AP Energy Writer
Denver — Wind farms added more than 2,800 megawatts of capacity in the first quarter, a trade group reported Tuesday, offering a sliver of good news for an industry pummeled by frozen credit markets and the recession.
From January to March, about three dozen developers started wind farms in 15 states adding about twice the capacity that came on line last year during the same period, according to a report by the American Wind Energy Association.
The added megawatts are enough to power more than 816,000 homes.
Most projects were already under construction in 2008 as the economy weakened, said Kathy Belyeu, the group’s industry information services manager.
A number of companies were forced to shelve projects and lay off workers, particularly from October to December when credit became scarce.

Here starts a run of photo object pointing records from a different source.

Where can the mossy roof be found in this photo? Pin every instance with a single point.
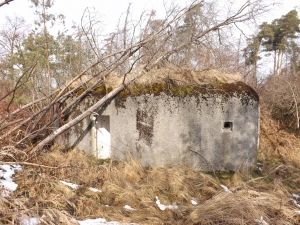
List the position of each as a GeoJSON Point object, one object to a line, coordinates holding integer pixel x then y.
{"type": "Point", "coordinates": [181, 83]}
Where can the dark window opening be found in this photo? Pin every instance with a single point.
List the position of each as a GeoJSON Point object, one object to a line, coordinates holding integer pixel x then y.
{"type": "Point", "coordinates": [228, 126]}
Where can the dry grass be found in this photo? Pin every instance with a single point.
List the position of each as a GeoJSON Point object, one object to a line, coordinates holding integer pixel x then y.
{"type": "Point", "coordinates": [259, 194]}
{"type": "Point", "coordinates": [41, 194]}
{"type": "Point", "coordinates": [276, 144]}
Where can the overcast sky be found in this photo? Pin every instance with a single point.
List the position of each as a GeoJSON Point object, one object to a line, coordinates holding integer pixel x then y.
{"type": "Point", "coordinates": [109, 11]}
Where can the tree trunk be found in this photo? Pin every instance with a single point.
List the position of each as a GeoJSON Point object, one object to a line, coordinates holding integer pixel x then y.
{"type": "Point", "coordinates": [79, 118]}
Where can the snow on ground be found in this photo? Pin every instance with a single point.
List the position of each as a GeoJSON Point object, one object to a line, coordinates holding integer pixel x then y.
{"type": "Point", "coordinates": [163, 207]}
{"type": "Point", "coordinates": [76, 186]}
{"type": "Point", "coordinates": [6, 181]}
{"type": "Point", "coordinates": [226, 189]}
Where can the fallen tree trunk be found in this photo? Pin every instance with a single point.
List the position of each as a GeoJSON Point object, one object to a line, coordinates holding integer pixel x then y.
{"type": "Point", "coordinates": [79, 118]}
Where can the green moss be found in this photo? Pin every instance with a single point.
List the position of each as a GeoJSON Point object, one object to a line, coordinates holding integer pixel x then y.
{"type": "Point", "coordinates": [172, 89]}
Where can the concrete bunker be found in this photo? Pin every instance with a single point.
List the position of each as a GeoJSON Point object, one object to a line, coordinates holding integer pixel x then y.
{"type": "Point", "coordinates": [208, 126]}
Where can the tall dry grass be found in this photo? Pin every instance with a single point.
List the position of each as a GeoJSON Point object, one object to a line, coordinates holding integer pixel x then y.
{"type": "Point", "coordinates": [40, 193]}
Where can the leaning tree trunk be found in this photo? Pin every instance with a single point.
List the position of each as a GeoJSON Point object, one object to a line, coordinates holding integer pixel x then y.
{"type": "Point", "coordinates": [79, 118]}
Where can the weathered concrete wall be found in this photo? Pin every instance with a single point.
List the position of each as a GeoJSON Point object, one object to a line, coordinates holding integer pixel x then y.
{"type": "Point", "coordinates": [166, 130]}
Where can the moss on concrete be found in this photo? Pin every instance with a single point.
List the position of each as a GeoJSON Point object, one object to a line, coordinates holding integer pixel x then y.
{"type": "Point", "coordinates": [172, 89]}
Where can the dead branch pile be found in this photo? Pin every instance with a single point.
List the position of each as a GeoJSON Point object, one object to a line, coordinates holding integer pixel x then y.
{"type": "Point", "coordinates": [41, 194]}
{"type": "Point", "coordinates": [37, 124]}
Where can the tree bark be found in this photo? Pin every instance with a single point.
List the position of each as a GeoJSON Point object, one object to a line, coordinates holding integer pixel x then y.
{"type": "Point", "coordinates": [79, 118]}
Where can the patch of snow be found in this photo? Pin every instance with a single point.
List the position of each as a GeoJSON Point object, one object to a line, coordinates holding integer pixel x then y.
{"type": "Point", "coordinates": [76, 186]}
{"type": "Point", "coordinates": [94, 189]}
{"type": "Point", "coordinates": [6, 181]}
{"type": "Point", "coordinates": [163, 207]}
{"type": "Point", "coordinates": [128, 207]}
{"type": "Point", "coordinates": [194, 202]}
{"type": "Point", "coordinates": [70, 185]}
{"type": "Point", "coordinates": [29, 221]}
{"type": "Point", "coordinates": [261, 221]}
{"type": "Point", "coordinates": [100, 221]}
{"type": "Point", "coordinates": [226, 189]}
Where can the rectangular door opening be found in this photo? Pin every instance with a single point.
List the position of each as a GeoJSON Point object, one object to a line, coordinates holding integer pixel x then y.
{"type": "Point", "coordinates": [103, 137]}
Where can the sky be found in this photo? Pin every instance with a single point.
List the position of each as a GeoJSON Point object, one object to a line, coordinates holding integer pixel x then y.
{"type": "Point", "coordinates": [109, 12]}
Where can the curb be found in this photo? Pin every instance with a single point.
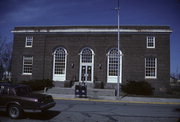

Industry officials say investments began to taper off because of the way tax credits for projects are structured. Tax credits do not pack the same punch when the economy falters.
The Treasury Department is expected to release new rules as part of the U.S. stimulus package that would allow for something closer to a rebate for wind investments as an alternative to tax credits.
The stimulus package has already had an effect on the industry.
By the end of March, about three dozen new projects had been announced with a potential of 3,540 megawatts. Belyeu said some of those projects were motivated by the stimulus package.
“We’re definitely hearing about sort of a thaw, yes, I would say so,” she said.
The market could improve after the details of the stimulus financing are finalized, said New Energy Finance analyst Ethan Zindler.
“There is a lot of activity that could take place primarily in the second half of this year that is very much contingent on the stimulus package,” he said.
The industry is still wrestling in the current economic climate, however.
Vestas A/S, the world’s biggest wind turbine manufacturer, said Tuesday it would lay off 1,900 workers primarily in Denmark and Britain, because of sluggish demand in Europe.
The layoffs represent about 9 percent of Vestas’ global work force of 21,000.
“During the past six months, the wind power industry has suffered from a funding crisis — not a demand crisis,” according to information attributed to Denmark-based Vestas in a statement. “The projects that will help Vestas meet its forecast for 2009 are currently only awaiting funding.”